How an early infection can last long after it’s gone

Taking your child to the hospital for an infection is scary. But the risk might not end at discharge.

That’s what University of New South Wales researchers concluded after examining the link between early infection and child development.


Research summary

  • Severe childhood infection causing hospitalization is linked with greater risk of poor development at 5 years of age.
  • The number of times a child stays in the hospital for an infection matters. More hospital stays due to infection means greater risk for poor development at 5 years of age.

What is the research about?

Early childhood infection is associated with risk of certain health, behavioural, and cognitive problems in adulthood. Researchers studied the impact of infection on child development as a step between infection and problems in adulthood.


What did the researchers do?

The researchers linked hospital records with children’s Australian Early Development Census (AEDC) results. The group analyzed a final sample of 69,346 children with hospital records and valid AEDC data.

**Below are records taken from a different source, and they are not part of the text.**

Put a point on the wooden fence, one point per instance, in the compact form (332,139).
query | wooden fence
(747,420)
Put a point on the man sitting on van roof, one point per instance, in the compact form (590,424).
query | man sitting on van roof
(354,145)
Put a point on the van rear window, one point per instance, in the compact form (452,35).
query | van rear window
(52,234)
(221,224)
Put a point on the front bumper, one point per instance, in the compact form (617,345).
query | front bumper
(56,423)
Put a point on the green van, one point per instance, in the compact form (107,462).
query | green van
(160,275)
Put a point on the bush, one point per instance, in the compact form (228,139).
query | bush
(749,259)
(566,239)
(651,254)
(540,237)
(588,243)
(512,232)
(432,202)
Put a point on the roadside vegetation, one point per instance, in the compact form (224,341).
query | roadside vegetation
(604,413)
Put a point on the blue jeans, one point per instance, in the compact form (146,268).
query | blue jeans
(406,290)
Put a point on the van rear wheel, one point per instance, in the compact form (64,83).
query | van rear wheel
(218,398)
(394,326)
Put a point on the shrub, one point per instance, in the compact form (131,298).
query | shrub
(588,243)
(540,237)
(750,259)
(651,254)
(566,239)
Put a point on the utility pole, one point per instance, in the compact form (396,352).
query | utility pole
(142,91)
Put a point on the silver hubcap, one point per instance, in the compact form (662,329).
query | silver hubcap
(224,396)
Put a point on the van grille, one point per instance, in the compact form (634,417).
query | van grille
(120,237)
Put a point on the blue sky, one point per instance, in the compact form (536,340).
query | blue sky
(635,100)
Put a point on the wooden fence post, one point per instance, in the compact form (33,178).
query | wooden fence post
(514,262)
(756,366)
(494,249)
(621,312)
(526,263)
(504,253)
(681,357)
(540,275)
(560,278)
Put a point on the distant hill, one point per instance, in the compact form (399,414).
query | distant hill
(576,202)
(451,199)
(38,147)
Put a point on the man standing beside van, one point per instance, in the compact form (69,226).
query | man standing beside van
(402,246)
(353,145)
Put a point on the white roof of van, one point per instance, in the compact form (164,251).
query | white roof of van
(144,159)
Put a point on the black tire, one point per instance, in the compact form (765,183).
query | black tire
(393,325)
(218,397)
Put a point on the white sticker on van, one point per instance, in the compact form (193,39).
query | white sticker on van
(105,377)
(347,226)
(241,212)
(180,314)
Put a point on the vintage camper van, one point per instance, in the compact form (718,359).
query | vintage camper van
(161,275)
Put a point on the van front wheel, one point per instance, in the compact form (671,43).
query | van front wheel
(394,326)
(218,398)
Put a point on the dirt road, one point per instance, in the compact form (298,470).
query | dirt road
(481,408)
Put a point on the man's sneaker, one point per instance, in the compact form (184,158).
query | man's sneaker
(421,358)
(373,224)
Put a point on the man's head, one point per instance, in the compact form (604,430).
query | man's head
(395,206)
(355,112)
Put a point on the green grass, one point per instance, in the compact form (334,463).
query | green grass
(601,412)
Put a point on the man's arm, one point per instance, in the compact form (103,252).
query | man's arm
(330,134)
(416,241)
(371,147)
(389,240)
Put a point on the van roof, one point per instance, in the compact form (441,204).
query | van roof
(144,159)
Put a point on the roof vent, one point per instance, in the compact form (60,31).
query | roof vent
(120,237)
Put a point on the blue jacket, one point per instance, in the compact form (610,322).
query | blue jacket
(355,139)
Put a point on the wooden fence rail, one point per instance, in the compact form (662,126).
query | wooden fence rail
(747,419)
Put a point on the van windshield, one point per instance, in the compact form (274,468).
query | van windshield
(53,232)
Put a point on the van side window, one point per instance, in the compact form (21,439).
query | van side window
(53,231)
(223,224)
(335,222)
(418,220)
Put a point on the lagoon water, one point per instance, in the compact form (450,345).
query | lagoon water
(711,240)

The study included children’s hospital records until the age of 4. The researchers used AEDC vulnerability as a measure of child development.


What did the researchers find?

  • Admission for non-infectious disease: 52,420
  • Any admission with infection: 16,926
    • One admission with infection: 11,993
    • Two or more admission with infection: 4,933

Children admitted to the hospital for an infection had a 16% increased risk of being vulnerable in any one domain in kindergarten. Multiple hospital admissions carried a greater risk. Children with one hospital admission had a 13% increased risk. Children admitted twice or more had a 23% increased risk.


What does the research mean?

Early life events can shape physical, social, cognitive, and emotional functioning in later years. This study suggests it’s important to prevent infectious disease in early childhood.